By Sathya Mithra Ashok
Data encryption is more a necessity than a luxury, says Sathya Mithra Ashok.
One would think that in the increasing world of external and internal threats, it is rather imperative for organisations to encrypt their data. And one would be right.
Then why do many organisations, especially those in the Middle East, fail to encrypt their information more often than not?
This is the driving question behind the article on data encryption, which will appear in the next issue of NME. The article will also refer to encryption standards, look at encryption across stored and travelling data and offer some advice on choosing among the new solutions in the market that make encryption easier. (Watch out for the feature in the September issue of the magazine.)
In researching and collecting inputs for the piece, I found that encryption solutions that are available today enable organisations to create and manage private keys in a more efficient manner than ever before. This is extremely important since traditionally the complexity of key management was one of the major obstacles preventing enterprises from encrypting their data. This has been largely solved today but enterprises, for the most part, remain unaware of it.

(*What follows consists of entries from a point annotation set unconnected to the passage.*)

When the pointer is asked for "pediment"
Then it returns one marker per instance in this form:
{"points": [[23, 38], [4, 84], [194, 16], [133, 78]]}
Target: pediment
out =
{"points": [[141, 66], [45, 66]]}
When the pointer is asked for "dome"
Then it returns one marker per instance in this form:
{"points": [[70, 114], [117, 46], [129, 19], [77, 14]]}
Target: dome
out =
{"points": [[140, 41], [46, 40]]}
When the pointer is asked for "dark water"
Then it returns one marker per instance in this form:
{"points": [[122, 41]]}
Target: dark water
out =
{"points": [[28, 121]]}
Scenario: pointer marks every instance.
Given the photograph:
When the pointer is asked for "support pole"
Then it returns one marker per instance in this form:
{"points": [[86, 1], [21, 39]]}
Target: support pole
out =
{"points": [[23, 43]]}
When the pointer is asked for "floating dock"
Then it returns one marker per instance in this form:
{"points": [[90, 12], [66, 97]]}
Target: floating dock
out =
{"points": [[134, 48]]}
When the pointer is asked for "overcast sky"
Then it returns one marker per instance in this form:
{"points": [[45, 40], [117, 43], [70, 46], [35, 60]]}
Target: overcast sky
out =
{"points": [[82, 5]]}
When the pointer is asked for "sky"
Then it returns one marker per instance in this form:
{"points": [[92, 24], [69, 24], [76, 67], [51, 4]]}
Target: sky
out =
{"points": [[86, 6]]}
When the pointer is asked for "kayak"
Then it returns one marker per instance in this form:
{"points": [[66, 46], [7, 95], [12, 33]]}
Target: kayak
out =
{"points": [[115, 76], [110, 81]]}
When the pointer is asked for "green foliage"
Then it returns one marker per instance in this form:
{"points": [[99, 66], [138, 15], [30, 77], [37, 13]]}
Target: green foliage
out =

Another interesting fact that I learned was that enterprises often try to take the easy way around encrypting data, even when they do understand the importance of the same and know that modern solutions allow them to code information with much less hassles than before.
The problem with encryption, and with security to a certain extent is that, organisations don’t realise return on investment the normal way. As in, when companies invest in a solution, how does it know that the solution has given it returns? If it works effectively and prevents attacks, then the company does not lose data and therefore has technically, gotten its returns, but that is difficult for the CIO to prove in a mathematical formula to his higher management.
Encryption is likewise. When you invest and code information, chances are it will pay back in preventing data leakage and easy access, but these returns are extremely difficult to prove. In other words, it is difficult to get budgets for deploying and running encryption systems when CIOs cannot present a clear scenario of how they add to the bottom-line.
E-mail is often the first thing that an enterprise encrypts. This is partly because it is the easiest thing to do – it creates minimal latency for organisation and demands little by way of management resources. But the next stage of encrypting internal data – whether it is stored or is traversing the network – often never happens. Unless there is specific regulation or compliance requirements that necessitate encryption, organisations tend to just ignore the task of coding information.
However, in an ever-changing threat landscape, where attacks can occur at any moment, organisations in the Middle East might soon find that this is a luxury they cannot afford to have for long. In fact, organisations would be better off to start coding their information now. They can do this better by starting out in bits and portions; by classifying their data and starting off by encrypting only that information which is crucial to the organisation. Then other levels of information can follow, at different encryption levels.
This early start can help organisations not only be more ready to face regulatory compliance with which encryption becomes mandatory, but it will also help it tackle and prevent attacks from happening to them. Or, do we all really want to be attacked and lose crucial information, before we realise the return that encryption could have given us?
Sathya Mithra Ashok is the editor of Network Middle East.